Now we know the data is not normally distributed under each dose, along with this conclusion, we may assume the data is normally distributed within each dose. Then we will be able to compare the teeth growth between each supplements under each dose.
dose05 <- ToothGrowth[ToothGrowth$dose == 0.5, ]
t.test(x = dose05$len, paired = FALSE, conf.level = 0.95)$conf.
[1] 8.499046 12.710954
attr(,"conf.level")
[1] 0.95
mean(dose05[dose05$supp == "VC", ]$len)
[1] 7.98
mean(dose05[dose05$supp == "OJ", ]$len)
[1] 13.23
Thus under the dose of 0.5, there are 95% of the time that a confidence interval between 8.50 and 12.71 will contain the true population mean. We also know that the mean of teeth growth after taking 0.5 dose of VC is 7.98 and the mean of teeth growth after taking 0.5 dose of OJ is 13.23. We rejected the null hypo.
dose10 <- ToothGrowth[ToothGrowth$dose == 1, ]
t.test(x = dose10$len, paired = FALSE, conf.level = 0.95)$conf.
[1] 17.66851 21.80149
attr(,"conf.level")
[1] 0.95
mean(dose10[dose10$supp == "VC", ]$len)
[1] 16.77
mean(dose10[dose10$supp == "OJ", ]$len)
[1] 22.7
Thus under the dose of 1.0, there are 95% of the time that a confidence interval between 17.67 and 21.80 will contain the true population mean. We also know that the mean of teeth growth after taking 1.0 dose of VC is 16.77 and the mean of teeth growth after taking 1.0 dose of OJ is 22.7. We rejected the null hypo.
dose20 <- ToothGrowth[ToothGrowth$dose == 2, ]

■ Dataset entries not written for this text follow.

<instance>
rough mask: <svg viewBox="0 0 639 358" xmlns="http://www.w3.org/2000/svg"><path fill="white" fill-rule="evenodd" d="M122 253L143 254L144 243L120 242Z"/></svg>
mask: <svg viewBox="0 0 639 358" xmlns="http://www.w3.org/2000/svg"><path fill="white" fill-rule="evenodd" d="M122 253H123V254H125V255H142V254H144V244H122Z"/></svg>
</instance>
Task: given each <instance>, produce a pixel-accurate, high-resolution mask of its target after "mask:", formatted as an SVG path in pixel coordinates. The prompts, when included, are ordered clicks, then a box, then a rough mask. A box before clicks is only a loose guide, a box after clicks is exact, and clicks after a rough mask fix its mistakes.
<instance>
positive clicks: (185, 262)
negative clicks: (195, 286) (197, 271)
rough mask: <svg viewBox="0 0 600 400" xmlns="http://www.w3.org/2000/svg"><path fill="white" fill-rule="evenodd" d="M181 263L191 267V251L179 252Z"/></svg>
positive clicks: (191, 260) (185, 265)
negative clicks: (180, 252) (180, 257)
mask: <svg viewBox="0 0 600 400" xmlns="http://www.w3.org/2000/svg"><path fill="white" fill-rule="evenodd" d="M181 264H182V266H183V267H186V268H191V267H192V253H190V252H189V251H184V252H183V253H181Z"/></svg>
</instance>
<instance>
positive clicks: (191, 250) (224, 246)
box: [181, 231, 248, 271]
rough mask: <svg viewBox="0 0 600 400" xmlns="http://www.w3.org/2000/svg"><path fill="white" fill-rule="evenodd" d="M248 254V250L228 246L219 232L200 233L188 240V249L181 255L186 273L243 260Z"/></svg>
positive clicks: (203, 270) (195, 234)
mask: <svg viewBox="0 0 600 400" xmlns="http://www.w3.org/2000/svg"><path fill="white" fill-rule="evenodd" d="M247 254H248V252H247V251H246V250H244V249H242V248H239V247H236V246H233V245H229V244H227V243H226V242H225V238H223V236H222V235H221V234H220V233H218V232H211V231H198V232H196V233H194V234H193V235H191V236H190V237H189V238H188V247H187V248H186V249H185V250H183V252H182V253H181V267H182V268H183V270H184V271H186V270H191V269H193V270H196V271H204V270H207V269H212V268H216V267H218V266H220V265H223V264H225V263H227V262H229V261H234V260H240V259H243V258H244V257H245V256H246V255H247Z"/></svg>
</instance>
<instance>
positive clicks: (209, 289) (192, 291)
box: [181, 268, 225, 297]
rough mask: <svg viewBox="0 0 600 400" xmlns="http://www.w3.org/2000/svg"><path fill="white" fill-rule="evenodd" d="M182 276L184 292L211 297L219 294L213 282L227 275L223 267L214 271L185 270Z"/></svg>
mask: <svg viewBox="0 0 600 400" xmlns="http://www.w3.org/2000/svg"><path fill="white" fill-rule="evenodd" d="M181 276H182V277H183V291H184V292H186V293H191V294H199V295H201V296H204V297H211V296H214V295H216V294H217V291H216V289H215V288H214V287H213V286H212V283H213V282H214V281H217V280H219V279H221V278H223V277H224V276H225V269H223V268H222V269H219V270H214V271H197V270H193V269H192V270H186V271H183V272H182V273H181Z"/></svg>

t.test(x = dose20$len, paired = FALSE, conf.level = 0.95)$conf.
[1] 24.33364 27.86636
attr(,"conf.level")
[1] 0.95
mean(dose20[dose20$supp == "VC", ]$len)
[1] 26.14
mean(dose20[dose20$supp == "OJ", ]$len)
[1] 26.06
Thus under the dose of 2.0, there are 95% of the time that a confidence interval between 24.33 and 27.87 will contain the true population mean. We also know that the mean of teeth growth after taking 2.0 dose of VC is 26.14 and the mean of teeth growth after taking 2.0 dose of OJ is 26.06. Both of them are within the confidence interval. We fail to reject the null hypothesis.
The conclusion is when the dose is 0.5 or 1.0 there is a difference between the teeth growth after taking OJ and VC, while when the dose is 2.0, there is no difference between the teeth growth after taking OJ and VC. The assumption needed is we first assumed the whole population is normally distributed, then we assumed the population is normally distributed under each dose.